„Rumänien hat neue Maßstäbe gesetzt“

ADZ-Gespräch mit Cord Meier-Klodt, Botschafter der Bundesrepublik Deutschland in Bukarest

Mittwoch, 22. Februar 2017

Bildquelle: Deutsche Botschaft/Mihai Constantineanu

Seit Anfang Januar ist Cord Meier-Klodt Deutschlands Botschafter in Bukarest. Der Karrierediplomat studierte Romanistik, Philosophie und Erziehungswissenschaften und trat 1985 in den Auswärtigen Dienst ein. Karrierestationen im Ausland waren u. a. Accra, St. Petersburg, New York, Moskau, London und Neu Delhi; Meier-Klodt war Beauftragter für Osteuropa, den Kaukasus und Zentralasien im Auswärtigen Amt sowie Sonderbeauftragter des deutschen OSZE-Vorsitzes für den Transnistrien-Konflikt. Über seinen Amtsstart in hierzulande ereignisreichen Zeiten sprach mit Botschafter Cord Meier-Klodt ADZ-Redakteurin Lilo Millitz-Stoica.

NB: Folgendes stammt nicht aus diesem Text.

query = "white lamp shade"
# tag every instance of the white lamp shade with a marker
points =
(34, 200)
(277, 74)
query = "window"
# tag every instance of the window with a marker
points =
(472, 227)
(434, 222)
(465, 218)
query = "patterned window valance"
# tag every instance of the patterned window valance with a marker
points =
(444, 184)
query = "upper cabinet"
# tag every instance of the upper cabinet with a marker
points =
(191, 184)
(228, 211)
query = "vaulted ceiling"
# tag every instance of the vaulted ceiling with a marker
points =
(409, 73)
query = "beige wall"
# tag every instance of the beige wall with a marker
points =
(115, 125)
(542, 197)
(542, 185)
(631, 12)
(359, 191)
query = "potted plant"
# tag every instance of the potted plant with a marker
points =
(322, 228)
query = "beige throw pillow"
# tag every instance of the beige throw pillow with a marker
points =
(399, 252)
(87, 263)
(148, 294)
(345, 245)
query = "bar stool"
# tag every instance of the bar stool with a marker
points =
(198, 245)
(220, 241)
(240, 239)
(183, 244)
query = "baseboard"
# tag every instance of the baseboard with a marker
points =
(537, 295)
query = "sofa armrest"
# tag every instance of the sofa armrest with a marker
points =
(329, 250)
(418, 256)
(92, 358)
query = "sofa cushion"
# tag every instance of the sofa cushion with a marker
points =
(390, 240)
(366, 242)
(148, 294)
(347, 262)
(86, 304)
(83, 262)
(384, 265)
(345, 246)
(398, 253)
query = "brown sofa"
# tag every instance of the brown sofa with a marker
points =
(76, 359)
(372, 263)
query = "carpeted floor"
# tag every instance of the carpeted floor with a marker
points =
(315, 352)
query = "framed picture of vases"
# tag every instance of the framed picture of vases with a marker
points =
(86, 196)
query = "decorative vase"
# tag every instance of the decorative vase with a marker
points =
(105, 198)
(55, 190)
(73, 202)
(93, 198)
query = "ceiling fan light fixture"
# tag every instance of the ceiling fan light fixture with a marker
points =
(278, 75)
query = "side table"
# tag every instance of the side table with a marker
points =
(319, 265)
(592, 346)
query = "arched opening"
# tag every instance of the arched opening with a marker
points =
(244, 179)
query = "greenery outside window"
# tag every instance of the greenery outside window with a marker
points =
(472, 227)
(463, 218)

Exzellenz, zunächst herzlich willkommen in Rumänien. Sie haben Ihre Amtszeit in einer gerade sehr bewegten Zeit angetreten, daher meine erste Frage: Wie nimmt man als Botschafter die Massenproteste dieser Tage und die Forderungen der Menschen wahr?

Vielen Dank für den Willkommensgruß. In der Tat, kurz nach meiner Ankunft in Rumänien wurde es hier im Land sehr bewegt. Freunde in Deutschland haben mich gefragt, was ich da jetzt wieder angerichtet habe…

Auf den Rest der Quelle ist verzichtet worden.